With relief, I noticed he was no longer wearing the watch, but the feeling of unease was so great in the house that after dinner I went outside. It was a perfect moonlit night, the empty fields and beech trees and walls in clear yellow outline. The night seemed so full of serenity that it brought the very ache of longing for all of life to reflect its moonlit calm, but I knew too well it neither was nor could be. It was a dream of death.
I went idly towards the orchard, and as I passed the tar barrel I saw a thin fishing line hanging from a part of the low yew branch down into the barrel. I heard the ticking even before the wrist watch came up tied to the end of the line. What shocked me was that I felt neither surprise nor shock.
I felt the bag that we’d left to steep earlier in the water. The blue stone had all melted down. It was a barrel of pure poison, ready for spraying.

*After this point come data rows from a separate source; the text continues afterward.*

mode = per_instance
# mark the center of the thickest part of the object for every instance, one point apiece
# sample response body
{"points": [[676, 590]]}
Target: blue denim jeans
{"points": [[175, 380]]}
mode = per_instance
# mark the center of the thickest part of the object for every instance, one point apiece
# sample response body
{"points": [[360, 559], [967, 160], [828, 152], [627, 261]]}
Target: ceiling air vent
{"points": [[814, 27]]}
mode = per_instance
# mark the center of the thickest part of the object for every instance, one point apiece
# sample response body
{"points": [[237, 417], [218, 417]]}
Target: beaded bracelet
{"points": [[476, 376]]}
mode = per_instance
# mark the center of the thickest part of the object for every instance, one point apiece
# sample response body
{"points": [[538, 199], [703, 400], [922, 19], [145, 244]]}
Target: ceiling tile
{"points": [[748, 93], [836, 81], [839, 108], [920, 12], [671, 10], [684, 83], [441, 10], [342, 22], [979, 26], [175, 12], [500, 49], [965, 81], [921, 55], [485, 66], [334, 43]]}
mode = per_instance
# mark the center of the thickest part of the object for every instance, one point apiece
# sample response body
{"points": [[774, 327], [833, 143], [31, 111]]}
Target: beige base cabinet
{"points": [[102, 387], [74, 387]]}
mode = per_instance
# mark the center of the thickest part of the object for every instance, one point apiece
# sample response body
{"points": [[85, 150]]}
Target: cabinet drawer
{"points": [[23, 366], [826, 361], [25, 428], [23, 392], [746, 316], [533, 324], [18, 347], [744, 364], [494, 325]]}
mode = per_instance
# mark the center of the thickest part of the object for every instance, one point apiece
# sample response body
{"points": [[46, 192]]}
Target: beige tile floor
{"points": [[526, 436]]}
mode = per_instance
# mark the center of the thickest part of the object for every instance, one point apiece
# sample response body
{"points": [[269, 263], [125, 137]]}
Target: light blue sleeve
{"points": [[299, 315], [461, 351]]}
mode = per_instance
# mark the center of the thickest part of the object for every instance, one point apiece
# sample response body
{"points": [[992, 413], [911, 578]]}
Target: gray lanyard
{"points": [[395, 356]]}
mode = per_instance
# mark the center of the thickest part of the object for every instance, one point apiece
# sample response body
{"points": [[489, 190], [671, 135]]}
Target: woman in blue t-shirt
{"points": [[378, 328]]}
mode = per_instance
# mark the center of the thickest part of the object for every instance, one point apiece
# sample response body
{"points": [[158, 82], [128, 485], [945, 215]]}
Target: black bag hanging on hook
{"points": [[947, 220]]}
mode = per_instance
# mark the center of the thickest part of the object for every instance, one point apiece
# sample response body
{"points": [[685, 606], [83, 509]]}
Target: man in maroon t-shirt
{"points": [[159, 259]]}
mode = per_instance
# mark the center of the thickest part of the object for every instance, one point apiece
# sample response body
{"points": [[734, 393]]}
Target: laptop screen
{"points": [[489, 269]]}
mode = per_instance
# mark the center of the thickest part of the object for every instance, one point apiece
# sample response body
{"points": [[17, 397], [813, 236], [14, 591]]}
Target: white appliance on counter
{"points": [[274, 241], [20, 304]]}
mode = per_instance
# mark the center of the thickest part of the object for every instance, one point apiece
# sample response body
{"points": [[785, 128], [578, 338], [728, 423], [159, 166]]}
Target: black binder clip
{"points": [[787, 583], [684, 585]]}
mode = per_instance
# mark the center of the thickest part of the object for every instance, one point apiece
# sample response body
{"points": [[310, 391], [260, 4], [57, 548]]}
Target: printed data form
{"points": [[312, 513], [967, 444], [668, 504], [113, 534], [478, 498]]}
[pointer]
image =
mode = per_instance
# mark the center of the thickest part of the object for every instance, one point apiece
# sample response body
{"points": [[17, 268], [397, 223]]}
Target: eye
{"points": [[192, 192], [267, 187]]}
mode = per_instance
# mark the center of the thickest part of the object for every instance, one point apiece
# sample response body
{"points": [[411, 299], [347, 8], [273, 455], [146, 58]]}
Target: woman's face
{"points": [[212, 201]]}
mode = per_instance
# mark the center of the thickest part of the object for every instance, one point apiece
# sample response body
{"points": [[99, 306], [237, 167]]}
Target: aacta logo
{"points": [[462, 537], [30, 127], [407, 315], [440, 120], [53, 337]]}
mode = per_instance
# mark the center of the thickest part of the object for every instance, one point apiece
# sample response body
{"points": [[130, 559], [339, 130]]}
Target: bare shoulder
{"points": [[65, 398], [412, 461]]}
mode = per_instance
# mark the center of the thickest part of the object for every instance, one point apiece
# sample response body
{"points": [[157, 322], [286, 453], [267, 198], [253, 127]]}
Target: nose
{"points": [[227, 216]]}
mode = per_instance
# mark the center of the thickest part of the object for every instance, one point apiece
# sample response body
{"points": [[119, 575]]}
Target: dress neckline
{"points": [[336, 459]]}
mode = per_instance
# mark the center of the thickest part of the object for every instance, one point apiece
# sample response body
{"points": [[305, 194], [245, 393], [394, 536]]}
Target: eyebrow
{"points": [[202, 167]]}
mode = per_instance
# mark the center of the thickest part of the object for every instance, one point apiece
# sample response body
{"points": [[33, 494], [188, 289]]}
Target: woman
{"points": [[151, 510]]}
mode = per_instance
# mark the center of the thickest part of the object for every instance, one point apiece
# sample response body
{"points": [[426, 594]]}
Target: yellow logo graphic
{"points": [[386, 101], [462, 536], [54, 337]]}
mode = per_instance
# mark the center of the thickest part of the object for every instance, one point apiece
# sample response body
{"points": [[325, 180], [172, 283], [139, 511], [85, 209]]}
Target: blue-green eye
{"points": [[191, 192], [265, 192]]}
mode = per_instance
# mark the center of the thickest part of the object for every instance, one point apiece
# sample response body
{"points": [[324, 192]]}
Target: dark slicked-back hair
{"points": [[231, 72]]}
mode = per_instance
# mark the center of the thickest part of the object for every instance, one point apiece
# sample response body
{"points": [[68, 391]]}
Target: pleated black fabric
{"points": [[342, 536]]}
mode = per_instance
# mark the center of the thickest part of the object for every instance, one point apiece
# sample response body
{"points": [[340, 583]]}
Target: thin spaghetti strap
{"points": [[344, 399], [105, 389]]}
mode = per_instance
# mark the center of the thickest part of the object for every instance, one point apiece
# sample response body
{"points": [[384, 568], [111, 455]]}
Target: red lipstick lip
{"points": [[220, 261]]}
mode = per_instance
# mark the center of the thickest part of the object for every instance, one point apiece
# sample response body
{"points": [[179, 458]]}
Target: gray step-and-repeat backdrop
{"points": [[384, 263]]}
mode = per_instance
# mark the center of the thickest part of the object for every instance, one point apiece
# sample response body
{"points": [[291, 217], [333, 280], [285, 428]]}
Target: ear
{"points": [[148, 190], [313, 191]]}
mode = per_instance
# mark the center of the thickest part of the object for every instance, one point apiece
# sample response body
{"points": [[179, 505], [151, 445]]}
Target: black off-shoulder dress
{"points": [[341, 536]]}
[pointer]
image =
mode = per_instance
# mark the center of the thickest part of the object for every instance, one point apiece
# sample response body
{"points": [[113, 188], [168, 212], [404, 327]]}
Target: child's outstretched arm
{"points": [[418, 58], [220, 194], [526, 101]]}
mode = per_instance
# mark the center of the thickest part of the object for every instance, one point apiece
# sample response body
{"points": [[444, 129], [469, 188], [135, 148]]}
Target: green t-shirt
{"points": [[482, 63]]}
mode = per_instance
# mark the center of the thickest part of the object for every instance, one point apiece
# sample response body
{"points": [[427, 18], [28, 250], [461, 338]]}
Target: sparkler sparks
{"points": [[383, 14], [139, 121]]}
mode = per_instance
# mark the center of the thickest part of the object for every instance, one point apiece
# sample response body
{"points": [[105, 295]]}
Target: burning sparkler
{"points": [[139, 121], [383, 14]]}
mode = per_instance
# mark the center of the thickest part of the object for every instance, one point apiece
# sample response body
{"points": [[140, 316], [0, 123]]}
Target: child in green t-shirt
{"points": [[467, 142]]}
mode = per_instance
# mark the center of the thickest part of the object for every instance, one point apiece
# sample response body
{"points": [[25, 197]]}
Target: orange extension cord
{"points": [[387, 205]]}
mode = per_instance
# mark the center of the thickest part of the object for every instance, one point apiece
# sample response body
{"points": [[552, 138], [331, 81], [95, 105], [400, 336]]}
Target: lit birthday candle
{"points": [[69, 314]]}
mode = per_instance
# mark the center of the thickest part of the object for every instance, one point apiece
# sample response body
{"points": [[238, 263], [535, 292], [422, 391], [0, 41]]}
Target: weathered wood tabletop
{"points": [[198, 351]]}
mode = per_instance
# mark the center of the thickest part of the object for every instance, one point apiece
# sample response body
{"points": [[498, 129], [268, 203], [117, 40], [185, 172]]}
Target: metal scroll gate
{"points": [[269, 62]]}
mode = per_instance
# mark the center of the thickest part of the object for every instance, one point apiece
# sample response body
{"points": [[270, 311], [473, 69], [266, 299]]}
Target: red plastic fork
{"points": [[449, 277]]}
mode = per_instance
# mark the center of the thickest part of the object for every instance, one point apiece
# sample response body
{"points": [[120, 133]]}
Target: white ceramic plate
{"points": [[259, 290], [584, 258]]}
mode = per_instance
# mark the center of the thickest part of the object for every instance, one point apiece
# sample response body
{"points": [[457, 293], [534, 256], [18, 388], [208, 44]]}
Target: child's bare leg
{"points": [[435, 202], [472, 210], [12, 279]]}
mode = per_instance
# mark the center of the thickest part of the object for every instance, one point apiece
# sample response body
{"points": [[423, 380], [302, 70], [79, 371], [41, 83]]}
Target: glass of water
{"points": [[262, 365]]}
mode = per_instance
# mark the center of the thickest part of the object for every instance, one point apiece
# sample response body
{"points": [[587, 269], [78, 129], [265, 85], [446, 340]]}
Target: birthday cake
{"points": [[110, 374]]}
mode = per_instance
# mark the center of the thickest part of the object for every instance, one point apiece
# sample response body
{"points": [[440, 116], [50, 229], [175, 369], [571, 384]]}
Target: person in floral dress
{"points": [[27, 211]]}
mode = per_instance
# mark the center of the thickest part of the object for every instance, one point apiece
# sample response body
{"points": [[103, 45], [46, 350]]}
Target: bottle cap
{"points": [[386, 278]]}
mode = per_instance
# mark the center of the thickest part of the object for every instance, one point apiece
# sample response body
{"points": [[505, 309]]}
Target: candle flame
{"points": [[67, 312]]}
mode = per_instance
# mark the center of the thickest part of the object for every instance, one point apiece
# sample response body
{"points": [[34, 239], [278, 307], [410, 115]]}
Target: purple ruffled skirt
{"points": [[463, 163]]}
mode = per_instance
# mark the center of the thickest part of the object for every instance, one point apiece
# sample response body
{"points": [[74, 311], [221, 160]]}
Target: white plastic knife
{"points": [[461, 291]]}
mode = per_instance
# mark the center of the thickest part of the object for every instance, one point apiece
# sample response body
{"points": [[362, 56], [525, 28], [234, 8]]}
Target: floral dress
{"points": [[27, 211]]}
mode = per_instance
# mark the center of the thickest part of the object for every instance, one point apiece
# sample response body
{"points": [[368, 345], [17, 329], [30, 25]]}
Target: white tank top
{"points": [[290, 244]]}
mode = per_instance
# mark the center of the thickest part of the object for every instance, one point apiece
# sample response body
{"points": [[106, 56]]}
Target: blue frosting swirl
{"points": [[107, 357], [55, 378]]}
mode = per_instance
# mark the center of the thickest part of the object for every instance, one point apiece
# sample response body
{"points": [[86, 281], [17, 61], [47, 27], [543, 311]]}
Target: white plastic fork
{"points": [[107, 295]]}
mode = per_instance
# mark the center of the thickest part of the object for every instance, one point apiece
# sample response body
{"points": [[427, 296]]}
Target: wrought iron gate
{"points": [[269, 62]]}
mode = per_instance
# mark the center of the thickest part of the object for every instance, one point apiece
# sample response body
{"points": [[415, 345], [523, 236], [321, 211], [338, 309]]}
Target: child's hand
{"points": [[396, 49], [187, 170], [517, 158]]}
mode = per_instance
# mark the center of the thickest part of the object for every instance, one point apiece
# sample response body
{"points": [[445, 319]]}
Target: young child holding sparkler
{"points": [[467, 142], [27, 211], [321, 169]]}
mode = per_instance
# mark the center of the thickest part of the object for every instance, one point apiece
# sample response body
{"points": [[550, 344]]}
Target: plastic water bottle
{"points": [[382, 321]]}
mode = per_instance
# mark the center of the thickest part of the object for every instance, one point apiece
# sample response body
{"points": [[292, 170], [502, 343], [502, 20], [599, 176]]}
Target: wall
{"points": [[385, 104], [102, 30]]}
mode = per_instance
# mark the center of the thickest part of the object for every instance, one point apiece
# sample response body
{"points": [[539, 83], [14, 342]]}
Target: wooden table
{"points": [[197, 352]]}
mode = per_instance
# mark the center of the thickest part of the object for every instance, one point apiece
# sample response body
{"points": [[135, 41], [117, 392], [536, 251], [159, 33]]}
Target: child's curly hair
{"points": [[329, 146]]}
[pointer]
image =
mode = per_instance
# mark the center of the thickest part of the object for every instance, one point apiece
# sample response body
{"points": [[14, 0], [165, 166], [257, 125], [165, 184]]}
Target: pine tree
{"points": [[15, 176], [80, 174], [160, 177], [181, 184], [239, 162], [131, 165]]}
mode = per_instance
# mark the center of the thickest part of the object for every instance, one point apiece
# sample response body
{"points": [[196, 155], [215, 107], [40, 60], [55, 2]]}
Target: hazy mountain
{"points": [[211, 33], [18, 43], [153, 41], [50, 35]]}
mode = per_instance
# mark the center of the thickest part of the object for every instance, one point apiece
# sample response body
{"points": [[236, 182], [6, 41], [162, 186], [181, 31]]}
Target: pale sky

I listened to the ticking of the watch on the end of the line in silence before letting it drop back into the barrel. The poison had already eaten into the casing of the watch. The shining rim and back were no longer smooth. It could hardly run much past morning.
The night was so still that the shadows of the beeches did not waver on the moonlit grass, seemed fixed like a leaf in rock. On the white marble the gold watch must now be lying face upwards in this same light, silent or running. The ticking of the watch down in the barrel was so completely muffled by the spray that only by imagination could it be heard. A bird moved in some high branch, but afterwards the silence was so deep it began to hurt, and the longing grew for the bird or anything to stir again.
I stood in that moonlit silence as if waiting for some word or truth, but none came, none ever came. Only what was increased or diminished as it changed, became only what is, becoming again what was even faster than the small second hand endlessly circling in the poison.
Suddenly, the lights in the house went out. Before going into the house, I drew the watch up again out of the barrel by the line and listened to it tick, now purely amused by the expectation it renewed – that if I continued to listen to the ticking some word or truth might come. And when I finally lowered the watch back down into the poison, I did it so carefully that no ripple or splash disturbed the quiet, and time, hardly surprisingly, was still running; time that did not have to run to any conclusion.